Recorded mostly in the Maine native's Austin, Texas, home studio with longtime collaborator Craig Ross, "Patty Griffin" varies seamlessly between American folk, Celtic-rooted tunes, chansons and beyond with the excellence and elegance Griffin's songwriting has deservedly become known for.

David Pulkingham's Mediterranean-style guitar phrases underpin opener "Mama's Worried," one of several songs on the 13-track album that include seas, rivers and oceans as symbols of strength, vastness and even justice. "River" may be about a woman who is "ever changing and undefined," or it could be an ode to an admired waterway with a will of its own.

"Coins" is one of two tracks featuring Griffin's ex-beau Robert Plant, whose harmonies are endearingly subtle and supportive, with his contribution to "What Now"—a yearningly-sketched song of uncertainty with droning tones and Griffin's mandolin-like guitar and riveting vocals—especially translucent.

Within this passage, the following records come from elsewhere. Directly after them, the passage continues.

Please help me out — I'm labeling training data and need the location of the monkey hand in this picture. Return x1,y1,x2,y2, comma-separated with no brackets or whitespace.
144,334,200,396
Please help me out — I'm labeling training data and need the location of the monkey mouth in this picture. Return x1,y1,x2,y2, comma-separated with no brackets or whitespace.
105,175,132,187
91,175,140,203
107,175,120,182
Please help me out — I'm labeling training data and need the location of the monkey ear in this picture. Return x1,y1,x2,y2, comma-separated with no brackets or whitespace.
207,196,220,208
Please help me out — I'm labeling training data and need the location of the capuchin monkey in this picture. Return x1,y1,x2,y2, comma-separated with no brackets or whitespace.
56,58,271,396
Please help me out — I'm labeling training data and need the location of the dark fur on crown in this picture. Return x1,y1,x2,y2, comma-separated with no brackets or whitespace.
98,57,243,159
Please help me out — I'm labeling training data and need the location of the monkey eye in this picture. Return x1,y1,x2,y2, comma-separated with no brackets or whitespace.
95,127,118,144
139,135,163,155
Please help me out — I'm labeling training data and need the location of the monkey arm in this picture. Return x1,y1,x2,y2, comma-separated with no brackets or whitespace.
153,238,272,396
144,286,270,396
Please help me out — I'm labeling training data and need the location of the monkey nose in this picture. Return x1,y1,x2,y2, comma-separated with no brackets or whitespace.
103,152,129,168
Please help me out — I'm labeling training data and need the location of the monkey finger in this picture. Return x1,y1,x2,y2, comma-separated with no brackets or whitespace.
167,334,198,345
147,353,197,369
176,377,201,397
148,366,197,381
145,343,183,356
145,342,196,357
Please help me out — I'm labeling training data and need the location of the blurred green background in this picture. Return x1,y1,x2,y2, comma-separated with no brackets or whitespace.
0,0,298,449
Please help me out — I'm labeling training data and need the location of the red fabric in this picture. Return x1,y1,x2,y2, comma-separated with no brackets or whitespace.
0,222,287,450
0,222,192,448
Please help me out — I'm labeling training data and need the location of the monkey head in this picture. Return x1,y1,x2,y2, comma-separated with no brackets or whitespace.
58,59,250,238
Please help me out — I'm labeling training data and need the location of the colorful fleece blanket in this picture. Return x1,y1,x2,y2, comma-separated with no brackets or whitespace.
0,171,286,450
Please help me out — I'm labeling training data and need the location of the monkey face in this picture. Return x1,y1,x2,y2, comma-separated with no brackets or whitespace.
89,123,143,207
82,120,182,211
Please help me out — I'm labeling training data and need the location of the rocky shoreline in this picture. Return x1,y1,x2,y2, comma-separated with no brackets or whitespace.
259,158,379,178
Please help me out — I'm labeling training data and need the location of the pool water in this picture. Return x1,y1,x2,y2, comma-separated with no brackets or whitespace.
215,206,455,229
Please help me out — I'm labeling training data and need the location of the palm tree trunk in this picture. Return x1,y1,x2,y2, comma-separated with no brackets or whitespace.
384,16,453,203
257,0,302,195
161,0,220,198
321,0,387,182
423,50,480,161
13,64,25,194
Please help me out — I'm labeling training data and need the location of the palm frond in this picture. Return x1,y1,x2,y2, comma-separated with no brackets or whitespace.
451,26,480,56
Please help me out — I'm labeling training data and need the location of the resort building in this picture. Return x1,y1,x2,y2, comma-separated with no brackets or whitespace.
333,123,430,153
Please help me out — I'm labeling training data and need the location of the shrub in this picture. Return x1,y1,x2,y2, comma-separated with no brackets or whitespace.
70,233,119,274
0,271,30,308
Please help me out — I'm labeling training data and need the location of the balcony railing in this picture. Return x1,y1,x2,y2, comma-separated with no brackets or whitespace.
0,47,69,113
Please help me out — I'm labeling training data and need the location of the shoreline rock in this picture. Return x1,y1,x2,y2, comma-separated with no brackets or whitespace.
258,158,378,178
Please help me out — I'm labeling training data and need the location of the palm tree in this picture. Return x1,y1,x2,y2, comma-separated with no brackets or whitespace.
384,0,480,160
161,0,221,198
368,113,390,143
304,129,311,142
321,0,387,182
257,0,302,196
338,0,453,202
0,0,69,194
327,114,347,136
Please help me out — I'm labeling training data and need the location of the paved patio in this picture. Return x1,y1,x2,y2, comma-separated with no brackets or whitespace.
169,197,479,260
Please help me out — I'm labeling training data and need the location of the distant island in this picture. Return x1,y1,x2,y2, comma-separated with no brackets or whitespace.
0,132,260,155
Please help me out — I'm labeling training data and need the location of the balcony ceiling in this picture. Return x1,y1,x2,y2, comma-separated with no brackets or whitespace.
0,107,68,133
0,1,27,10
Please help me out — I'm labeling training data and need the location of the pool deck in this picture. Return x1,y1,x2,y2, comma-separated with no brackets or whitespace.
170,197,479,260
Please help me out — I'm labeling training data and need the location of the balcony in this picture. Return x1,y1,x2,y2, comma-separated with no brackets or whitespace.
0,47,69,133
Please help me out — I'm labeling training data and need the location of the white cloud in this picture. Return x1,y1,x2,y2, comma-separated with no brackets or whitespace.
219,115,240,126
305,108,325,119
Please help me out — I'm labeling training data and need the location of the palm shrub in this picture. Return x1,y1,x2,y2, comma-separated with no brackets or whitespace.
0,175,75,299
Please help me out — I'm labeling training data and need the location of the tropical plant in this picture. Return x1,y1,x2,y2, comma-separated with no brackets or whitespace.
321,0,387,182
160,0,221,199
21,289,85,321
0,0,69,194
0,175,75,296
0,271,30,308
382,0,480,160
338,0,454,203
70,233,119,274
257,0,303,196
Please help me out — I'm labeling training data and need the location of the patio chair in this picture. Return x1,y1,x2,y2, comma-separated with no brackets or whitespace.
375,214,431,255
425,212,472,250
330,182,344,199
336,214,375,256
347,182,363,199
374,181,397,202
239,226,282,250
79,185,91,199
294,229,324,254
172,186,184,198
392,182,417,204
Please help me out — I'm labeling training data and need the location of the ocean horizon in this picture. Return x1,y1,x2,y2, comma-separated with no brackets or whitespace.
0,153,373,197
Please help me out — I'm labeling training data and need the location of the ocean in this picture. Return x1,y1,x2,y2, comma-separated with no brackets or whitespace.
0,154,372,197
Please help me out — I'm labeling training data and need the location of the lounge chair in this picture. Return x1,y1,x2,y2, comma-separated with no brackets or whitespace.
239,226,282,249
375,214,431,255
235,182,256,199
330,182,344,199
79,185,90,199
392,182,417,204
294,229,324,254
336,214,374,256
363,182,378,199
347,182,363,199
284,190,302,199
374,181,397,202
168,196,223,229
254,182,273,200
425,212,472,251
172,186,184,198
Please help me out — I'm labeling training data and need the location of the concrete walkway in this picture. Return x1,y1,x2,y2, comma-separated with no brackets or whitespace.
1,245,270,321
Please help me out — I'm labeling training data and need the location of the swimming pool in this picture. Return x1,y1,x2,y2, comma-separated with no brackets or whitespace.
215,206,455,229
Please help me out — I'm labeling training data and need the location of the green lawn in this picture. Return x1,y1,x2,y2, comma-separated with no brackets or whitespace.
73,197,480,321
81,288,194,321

"Bluebeard," based on the French tale of the monstrous husband and the curious wife, and "Boys from Tralee," detailing the dire fates of Irish immigrants, have similar folk approaches, while "Hourglass" slips its yearnings for freedom into a New Orleans trombone pocket.

Road song "Luminous Places" covers a wide terrain before an intimate conclusion, and closer "Just the Same" ponders a relationship's ebb and flow and the consequences of patience and perseverance.

Griffin has never sounded any less than fully engaged on any of her albums and now that her name is on the building, so to speak, her commitment is as profound as ever.